Il Nobel per i prof. Spunta il nome di un leccese

La notizia è stata data qualche giorno fa ed è subito circolata in città e sul web. Oggi arriva il messaggio del sindaco Paolo Perrone all’indirizzo del prof. Daniele Manni in corsa per il Global Teacher Prize.

Tra i 50 finalisti del Global Teacher Prize, una sorta di premio Nobel per i docenti delle scuole di ogni ordine e grado, spunta quello di un prof. leccese, Daniele Manni.

Daniele Manni insegna informatica da circa 30 anni all’Istituto Costa di Lecce e si è distinto in questi anni per il modo innovativo di insegnare e coinvolgere gli studenti. Ed ora i suoi sforzi e i risultati ottenuti con i suoi alunni potrebbero vedere un importante riconoscimento, quello messo in palio dalla Varkey Gems Foundation, una fondazione internazionale impegnata nel settore dell'educazione, che vede presidente onorario Bill Clinton, e l’attore premio Oscar Kevin Spacey come membro dell’Academy a cui spetterà la decisione finale.

Il docente leccese sarà selezionato  entro il 16 marzo 2015 e potrebbe ricevere un milione di dollari nel corso di una cerimonia a Dubai. Il premio è alla sua prima edizione e già può essere paragonato al Nobel. I 50 finalisti sono stati selezionati in tutto il mondo e, oltre al prof. Daniele Manni, un’altra italiana compare nell’elenco, la prof. Daniela Boscolo di Porto Viro.

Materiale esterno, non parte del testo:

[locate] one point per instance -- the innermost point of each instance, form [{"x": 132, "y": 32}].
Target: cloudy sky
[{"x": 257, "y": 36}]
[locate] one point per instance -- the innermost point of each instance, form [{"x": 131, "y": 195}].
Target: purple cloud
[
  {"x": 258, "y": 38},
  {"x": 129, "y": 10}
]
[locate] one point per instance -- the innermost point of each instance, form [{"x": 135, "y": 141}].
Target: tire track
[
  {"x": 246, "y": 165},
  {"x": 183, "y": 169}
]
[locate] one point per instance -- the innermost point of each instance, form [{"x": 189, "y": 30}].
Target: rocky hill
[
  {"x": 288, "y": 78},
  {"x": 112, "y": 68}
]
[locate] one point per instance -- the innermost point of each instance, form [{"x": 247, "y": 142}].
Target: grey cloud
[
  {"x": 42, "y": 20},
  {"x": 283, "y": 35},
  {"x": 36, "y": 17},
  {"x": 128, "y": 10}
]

I criteri di scelta per il Global Teacher Prize sono la capacità di innovare nei metodi di insegnamento, la capacità di aprire la mente dei propri alunni, il contributo offerto alla comunità e l’incoraggiamento dato per abbracciare una tanto, al momento, denigrata professione di docente. Sì perché uno dei mestieri più importanti per la vita dei giovani, oggi non è in cima alle liste delle preferenze nel settore occupazionale a causa di tanti motivi.

Una su tutte tra le iniziative che ha visto la paternità del prof. Manni è  il movimento “Res Publica Salentina”, attraverso il quale gli studenti hanno ideato e messo in atto decine di iniziative per la promozione del territorio, del turismo, dell’agroalimentare e della cultura.
Il brand “Dieta Med-Italiana” è uno dei progetti nati da quest’idea e parte dalla promozione delle produzioni agroalimentari del Salento. Tre le edizioni di un festival dedicato in piazza a Lecce.

A tifare in prima linea per il prof. Manni, che tanto fa pensare all’indimenticato ed indimenticabile Robin Williams in “L’attimo fuggente” è il sindaco di Lecce, Paolo Perrone. “Ho seguito l’egregio lavoro svolto dal professor Manni sin dai suoi primi passi all’interno dell’Istituto Costa di Lecce – dice il primo cittadino leccese – La sua capacità di formare e innovare ha dato frutti concreti spalancando le porte del mercato del lavoro a numerosi ragazzi. Ecco perché non mi sorprende affatto che sia riuscito ad ottenere questo riconoscimento. La speranza, come sindaco di Lecce e rappresentante dell’intera comunità, è che ora possa raggiungere il traguardo più ambito ottenendo il premio Nobel destinato ai docenti”.